Her creative journey begins by absorbing the mood and colour of her favourite places, captured in a photograph. But it is back in her studio where the alchemy begins - where she loses herself and time becomes suspended. This is where she plays - with different colours and colour combinations to capture the essence of what has caught her attention, her imagination: where she works with opacity and transparency to ‘let the light in’, her designs a constant dialogue between colour, form and pattern.

Ruth cuts, layers and assembles the glass while cold, fires and fuses it before manipulating it further, sometimes exploiting gravity to ‘stretch’ the glass as it flows hot to the floor of the kiln.
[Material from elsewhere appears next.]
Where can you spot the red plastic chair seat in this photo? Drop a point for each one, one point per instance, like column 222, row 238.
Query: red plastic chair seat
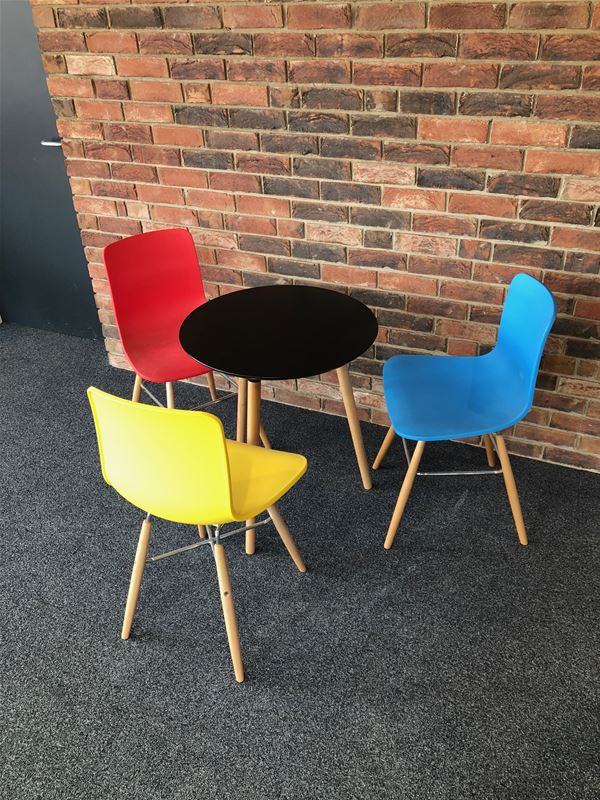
column 155, row 282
Pieces are then ground, polished and sandblasted to create vessels of infinite variety - speaking to the perfect connection between Maker and material.

Process

Ruth speaks of absorbing colour from the places she loves - a process of osmosis - creating a deep connection and identification with time and place.

But to capture these memories in the vessels she makes requires patience and an openness to work and learn from the glass itself. Working exclusively in bullseye glass, Ruth creates unique stories - by first experimenting with different colours and understanding how they react to heat to create different tones and shades. Once in the kiln she allows the natural gravity of the kiln to reveal the colours and pattern hidden within the glass, controlling the flow of glass to change and manipulate the shape and form of her vessels - a process of layering and stretching, reworking and stretching until she has created the effect she wants.

Once fired she allows the vessels to cool before beginning her cold work - handcutting the rims from the dropout - a delicate process as the rims are thin and fragile differing from the weight and depth at the bottom of the vessel. Each rim is then ground - either by hand or machine - to make them even. But to achieve her final ‘aesthetic signature’, Ruth sandblasts each vessel to remove the glossiness and shine to create a sheen more reminiscent of the natural light and colour of nature she seeks to capture in her work.

Ruth describes her work as a constant journey of surprises and delights - an experimentation and dialogue between maker and material. Her beautiful collections are the result of this conversation and testament to her love of ‘painting in 3D’.